Wednesday, February 25, 2004

Life, liberty, and the pursuit of happiness - except for them

Bush has come out in support of a constitutional amendment banning gay marriage. If passed, it would be the first time the US constitution has been amended to limit, rather than expand, human rights. It's a potent symbol of America's decline, and a turning point on the road from shining beacon of freedom to oppressive theocracy. What happened to the nation which once proclaimed "life, liberty, and the pursuit of happiness" for all?

Meanwhile, NZPols is suggesting that the courts should be driven by public opinion, rather than the law, in making their decisions. On utilitarian grounds, of course. One wonders where this would have left the cause of (for example) Civil Rights in America... would they still have segregated schools because the public "just wasn't ready for it"?

In New Zealand, of course, we don't have US-style judicial review of laws.

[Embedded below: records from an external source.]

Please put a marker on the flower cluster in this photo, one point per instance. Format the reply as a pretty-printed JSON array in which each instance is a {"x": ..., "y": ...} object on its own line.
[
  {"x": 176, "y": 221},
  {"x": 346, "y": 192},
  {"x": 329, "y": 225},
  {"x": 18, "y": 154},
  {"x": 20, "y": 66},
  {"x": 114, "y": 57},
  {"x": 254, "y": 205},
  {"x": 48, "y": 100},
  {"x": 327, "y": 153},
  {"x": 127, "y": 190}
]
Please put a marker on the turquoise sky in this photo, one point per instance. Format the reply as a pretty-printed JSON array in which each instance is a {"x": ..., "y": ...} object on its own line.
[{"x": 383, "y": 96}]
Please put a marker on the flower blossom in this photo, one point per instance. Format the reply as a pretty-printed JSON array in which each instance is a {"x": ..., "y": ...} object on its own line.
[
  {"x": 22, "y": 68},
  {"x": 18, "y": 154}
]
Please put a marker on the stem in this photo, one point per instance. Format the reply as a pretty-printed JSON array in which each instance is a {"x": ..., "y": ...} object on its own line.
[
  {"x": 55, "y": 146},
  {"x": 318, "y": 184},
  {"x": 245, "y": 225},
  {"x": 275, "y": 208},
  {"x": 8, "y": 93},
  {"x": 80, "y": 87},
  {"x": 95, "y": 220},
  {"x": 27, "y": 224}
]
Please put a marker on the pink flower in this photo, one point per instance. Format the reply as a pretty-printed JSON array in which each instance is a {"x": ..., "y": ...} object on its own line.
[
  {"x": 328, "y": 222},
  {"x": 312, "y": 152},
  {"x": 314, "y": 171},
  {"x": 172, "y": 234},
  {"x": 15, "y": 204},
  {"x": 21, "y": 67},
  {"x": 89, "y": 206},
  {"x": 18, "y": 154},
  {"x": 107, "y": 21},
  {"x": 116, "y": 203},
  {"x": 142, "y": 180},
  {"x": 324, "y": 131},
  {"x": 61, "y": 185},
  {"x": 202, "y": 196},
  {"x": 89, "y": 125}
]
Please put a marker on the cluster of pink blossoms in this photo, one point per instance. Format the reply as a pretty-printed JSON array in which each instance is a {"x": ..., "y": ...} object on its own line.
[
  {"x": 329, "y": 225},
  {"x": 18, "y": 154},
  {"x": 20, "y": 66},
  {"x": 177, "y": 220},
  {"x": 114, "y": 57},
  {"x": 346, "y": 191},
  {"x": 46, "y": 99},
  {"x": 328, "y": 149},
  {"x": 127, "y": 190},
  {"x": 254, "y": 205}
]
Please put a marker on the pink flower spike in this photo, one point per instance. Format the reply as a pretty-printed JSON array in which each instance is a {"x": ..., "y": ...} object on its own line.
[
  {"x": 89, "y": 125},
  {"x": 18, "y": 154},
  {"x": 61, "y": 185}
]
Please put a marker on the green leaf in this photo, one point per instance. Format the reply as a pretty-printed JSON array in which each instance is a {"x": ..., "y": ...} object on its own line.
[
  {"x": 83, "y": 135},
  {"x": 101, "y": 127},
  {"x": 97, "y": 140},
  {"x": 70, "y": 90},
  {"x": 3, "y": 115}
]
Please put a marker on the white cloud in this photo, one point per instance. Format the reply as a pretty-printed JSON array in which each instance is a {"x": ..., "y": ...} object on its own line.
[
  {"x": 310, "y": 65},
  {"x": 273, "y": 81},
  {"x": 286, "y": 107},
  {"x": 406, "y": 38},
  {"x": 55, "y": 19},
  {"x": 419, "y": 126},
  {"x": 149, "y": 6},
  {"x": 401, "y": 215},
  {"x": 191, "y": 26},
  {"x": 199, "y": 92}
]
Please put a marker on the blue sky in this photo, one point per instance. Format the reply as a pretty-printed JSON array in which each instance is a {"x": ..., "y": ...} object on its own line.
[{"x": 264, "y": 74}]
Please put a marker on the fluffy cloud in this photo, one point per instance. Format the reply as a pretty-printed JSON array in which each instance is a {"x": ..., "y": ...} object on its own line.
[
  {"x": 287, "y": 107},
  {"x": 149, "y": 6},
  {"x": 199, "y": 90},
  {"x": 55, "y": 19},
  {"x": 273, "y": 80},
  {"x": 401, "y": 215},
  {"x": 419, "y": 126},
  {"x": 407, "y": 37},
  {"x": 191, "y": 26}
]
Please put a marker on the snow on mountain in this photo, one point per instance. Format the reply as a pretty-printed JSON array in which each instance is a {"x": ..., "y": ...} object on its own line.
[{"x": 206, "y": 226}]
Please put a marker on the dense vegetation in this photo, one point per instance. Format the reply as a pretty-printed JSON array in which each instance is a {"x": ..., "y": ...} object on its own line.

But NZPols points out that judges following public opinion would probably have ruled differently on the foreshore and seabed issue - which would have been a Good Thing because it would have avoided a divisive debate. Which I think perfectly illustrates my problem with the idea - that it makes people's access to due process and equal protection under the law subject to the whims of the majority. What is being suggested here is a return to the bad old days of partial justice, where minorities or socially powerless groups were unable to enforce their legal rights - not because they didn't have access to the courts, but because the facts of the case were less relevant than the relative status of plantiff and defendant.

(It is also a perfect example of one of the knockdown arguments against utilitarianism: that it legitimises the systematic oppression of unpopular minorities if everyone is "better off" (under whichever criteria you use) that way. Whether the oppressed are "better off", or why they should suffer for the benefit of others is somehow considered to be beside the point.)

Interpreting the law is a slippery business, but I'd far prefer that judges kept public opinion out of it, thankyouverymuch.